Digital libraries containing millions of out-of-print and public domain… (Illustration by Ken Orvidas…)
Since 2002, at first in secret and later with great fanfare, Google has been working to create a digital collection of all the world's books, a library that it hopes will last forever and make knowledge far more universally accessible.
But from the beginning, there has been an obstacle even more daunting than the project's many technical challenges: copyright law.
Ideally, a digital library would provide access not only to books free from copyright constraints (those published before 1923), but also to the tens of millions of books that are still in copyright but no longer in print.
Copyright law makes it risky to digitize these books without permission from copyright owners, and clearing the rights can be prohibitively expensive (costing on average, according to estimates, about $1,000 per book).
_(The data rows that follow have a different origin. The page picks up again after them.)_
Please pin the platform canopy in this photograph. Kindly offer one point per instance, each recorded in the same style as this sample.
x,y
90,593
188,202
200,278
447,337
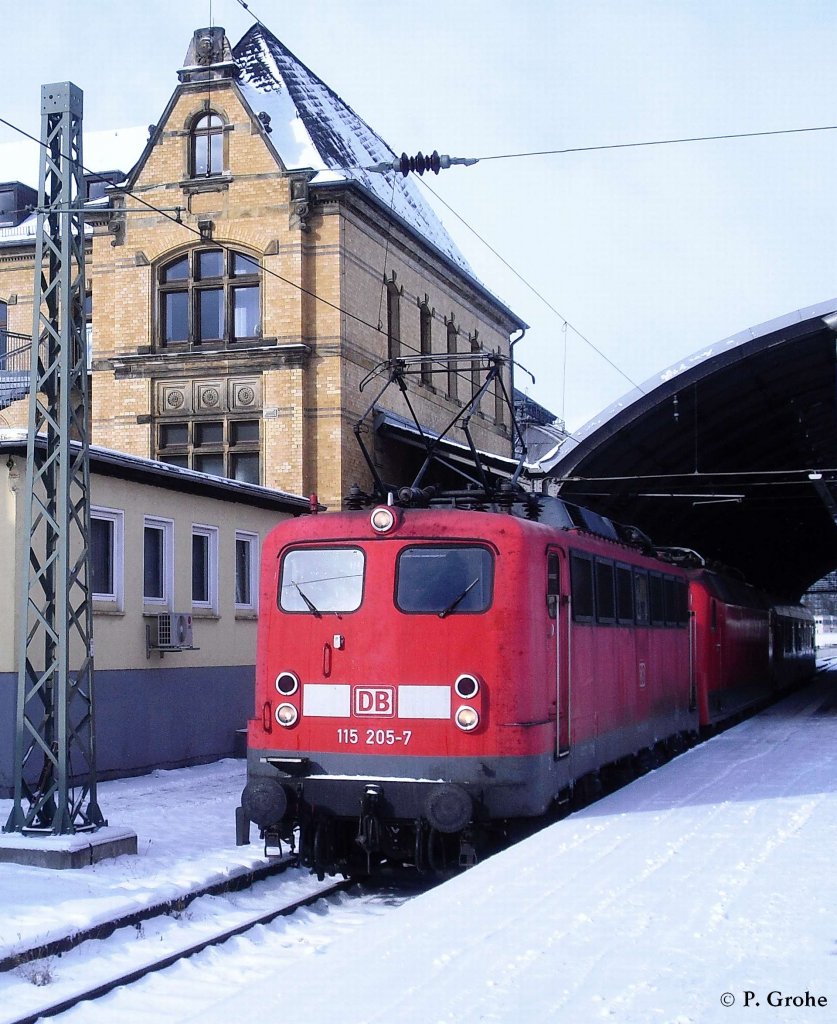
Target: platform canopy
x,y
733,453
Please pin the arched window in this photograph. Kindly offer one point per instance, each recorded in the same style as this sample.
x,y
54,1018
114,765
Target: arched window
x,y
392,318
425,341
475,349
206,156
452,365
209,298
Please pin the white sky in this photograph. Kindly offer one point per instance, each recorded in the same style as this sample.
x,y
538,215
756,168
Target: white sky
x,y
650,253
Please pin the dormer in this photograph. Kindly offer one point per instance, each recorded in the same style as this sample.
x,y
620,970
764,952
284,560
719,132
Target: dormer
x,y
209,57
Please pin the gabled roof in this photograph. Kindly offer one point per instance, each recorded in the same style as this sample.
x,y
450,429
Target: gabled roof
x,y
312,127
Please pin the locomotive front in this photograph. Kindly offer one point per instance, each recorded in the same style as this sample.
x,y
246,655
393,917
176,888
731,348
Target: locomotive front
x,y
381,640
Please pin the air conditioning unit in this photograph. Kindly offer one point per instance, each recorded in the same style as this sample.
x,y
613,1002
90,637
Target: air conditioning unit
x,y
173,630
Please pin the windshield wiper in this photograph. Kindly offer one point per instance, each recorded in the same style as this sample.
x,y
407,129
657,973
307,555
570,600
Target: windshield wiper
x,y
311,606
458,600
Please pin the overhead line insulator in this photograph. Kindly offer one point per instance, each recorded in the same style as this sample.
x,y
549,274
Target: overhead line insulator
x,y
419,164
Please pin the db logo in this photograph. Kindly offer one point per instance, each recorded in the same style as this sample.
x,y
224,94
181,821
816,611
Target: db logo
x,y
377,700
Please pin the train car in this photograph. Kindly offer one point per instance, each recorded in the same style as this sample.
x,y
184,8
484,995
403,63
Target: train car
x,y
733,625
793,644
426,675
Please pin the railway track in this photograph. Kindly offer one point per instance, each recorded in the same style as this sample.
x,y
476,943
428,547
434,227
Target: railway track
x,y
35,965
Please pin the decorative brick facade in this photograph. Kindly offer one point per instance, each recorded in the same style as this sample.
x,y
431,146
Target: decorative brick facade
x,y
321,253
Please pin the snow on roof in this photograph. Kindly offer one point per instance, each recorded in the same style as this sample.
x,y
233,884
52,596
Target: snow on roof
x,y
312,127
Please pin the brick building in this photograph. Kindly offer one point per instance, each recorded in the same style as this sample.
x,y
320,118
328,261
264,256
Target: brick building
x,y
250,271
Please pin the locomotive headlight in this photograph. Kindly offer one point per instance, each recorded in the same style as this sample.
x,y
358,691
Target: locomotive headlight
x,y
382,519
287,683
287,715
466,686
466,718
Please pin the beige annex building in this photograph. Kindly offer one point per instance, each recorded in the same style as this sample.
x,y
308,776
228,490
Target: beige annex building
x,y
249,272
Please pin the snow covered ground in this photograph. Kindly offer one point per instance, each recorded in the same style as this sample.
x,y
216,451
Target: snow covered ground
x,y
705,891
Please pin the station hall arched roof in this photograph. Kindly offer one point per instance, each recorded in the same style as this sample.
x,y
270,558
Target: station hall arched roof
x,y
731,453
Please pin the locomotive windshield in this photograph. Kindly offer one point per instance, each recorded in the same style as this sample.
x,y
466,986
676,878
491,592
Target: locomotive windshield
x,y
444,581
318,580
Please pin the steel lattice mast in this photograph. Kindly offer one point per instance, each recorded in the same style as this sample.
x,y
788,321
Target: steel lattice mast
x,y
55,779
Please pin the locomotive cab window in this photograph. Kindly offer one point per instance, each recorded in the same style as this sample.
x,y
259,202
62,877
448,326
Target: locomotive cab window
x,y
319,580
605,598
640,593
444,581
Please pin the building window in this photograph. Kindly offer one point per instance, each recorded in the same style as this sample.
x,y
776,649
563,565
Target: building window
x,y
392,318
475,350
453,369
205,567
158,561
225,446
425,339
206,156
209,298
88,329
107,553
246,571
499,403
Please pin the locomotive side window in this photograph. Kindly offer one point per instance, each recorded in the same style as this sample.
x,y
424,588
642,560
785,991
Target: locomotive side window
x,y
318,580
581,572
552,585
672,609
444,580
681,598
658,601
605,597
624,595
640,591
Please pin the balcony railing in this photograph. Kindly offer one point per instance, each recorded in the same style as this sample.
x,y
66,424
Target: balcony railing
x,y
15,360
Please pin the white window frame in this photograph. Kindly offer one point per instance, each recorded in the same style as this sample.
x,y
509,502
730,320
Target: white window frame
x,y
252,540
117,518
166,526
211,534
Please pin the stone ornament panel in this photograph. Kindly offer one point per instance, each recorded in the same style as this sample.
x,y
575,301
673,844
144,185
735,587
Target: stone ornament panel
x,y
173,397
237,394
244,393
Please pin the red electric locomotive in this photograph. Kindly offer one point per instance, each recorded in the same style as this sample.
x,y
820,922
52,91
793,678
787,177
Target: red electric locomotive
x,y
426,675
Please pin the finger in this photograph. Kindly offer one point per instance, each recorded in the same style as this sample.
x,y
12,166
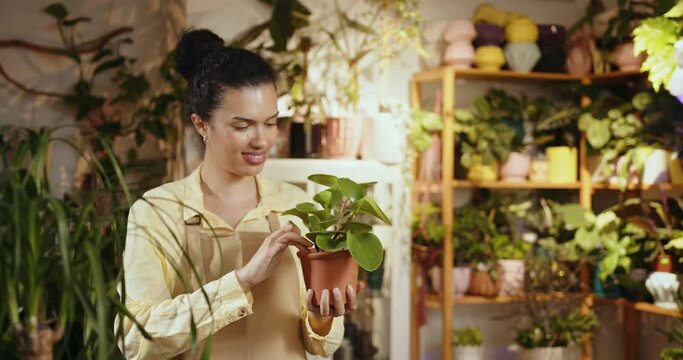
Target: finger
x,y
279,232
338,302
309,301
325,303
351,298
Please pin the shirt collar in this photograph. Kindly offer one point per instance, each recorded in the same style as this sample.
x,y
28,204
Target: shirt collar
x,y
269,197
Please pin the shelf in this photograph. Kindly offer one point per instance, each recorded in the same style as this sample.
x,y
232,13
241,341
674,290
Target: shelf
x,y
644,307
665,187
434,300
478,74
513,185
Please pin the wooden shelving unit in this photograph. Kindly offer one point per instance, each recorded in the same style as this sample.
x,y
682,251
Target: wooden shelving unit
x,y
447,76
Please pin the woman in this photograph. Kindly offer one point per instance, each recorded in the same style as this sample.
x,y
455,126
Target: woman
x,y
219,228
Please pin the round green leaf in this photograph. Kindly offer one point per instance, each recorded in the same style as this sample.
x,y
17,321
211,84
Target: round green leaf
x,y
366,249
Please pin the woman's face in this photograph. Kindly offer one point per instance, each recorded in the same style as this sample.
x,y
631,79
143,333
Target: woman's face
x,y
242,130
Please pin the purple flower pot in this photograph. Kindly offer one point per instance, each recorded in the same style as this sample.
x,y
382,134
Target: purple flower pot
x,y
488,35
551,35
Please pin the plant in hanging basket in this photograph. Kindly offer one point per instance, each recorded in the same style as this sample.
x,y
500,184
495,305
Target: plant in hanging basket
x,y
342,240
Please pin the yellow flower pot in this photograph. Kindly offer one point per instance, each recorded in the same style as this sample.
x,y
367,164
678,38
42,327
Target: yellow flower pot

Even if the money wasn't a problem, hundreds of thousands — and probably millions — of books are likely to be "orphan works" whose rights-holders are unknown or can't be found.
Google bumped up against copyright law in 2005, when lawsuits were filed by the Authors Guild and by a group of five publishers alleging that Google's scanning of books from major research library collections constituted copyright infringement. Google argued that scanning books to index their contents and make snippets available online was fair use, not infringement. But with its potential liability running into the billions or even trillions of dollars, Google was understandably receptive to overtures from the Authors Guild and publishers to settle instead of litigate.
A settlement announced in October 2008 would have given Google a license to keep scanning books and to help re-commercialize those that were out of print by running ads next to search results, selling books to consumers, and licensing digitized out-of-print books to libraries and other institutions. Google could have also displayed up to 20% of a book's contents in search queries.
But the proposed settlement fell apart in March 2011 when the judge overseeing the case ruled that it was unfair to the authors and publishers on whose behalf it had been negotiated, and that it would give Google "a de facto monopoly over unclaimed works." The proposal went far beyond the issues in litigation, he concluded, addressing matters "more appropriately decided by Congress" than through litigation.
But the dream of a universal digital library lives on. Now a coalition of libraries and archives has come together to create a Digital Public Library of America to fulfill the original vision of a digital library for all. It could well be that an effort without commerce in the mix will have an easier time of it.
A broad consensus already exists to remove copyright obstacles to orphan works. There is also growing interest in mass digitization of out-of-print works. The arguments for increased access are compelling: These books aren't producing any revenue for copyright owners, and most of them are unlikely to be reprinted. Libraries already own copies of many of them and want to make them available digitally to their communities. And rights holders can always opt out of a library mass-digitization project.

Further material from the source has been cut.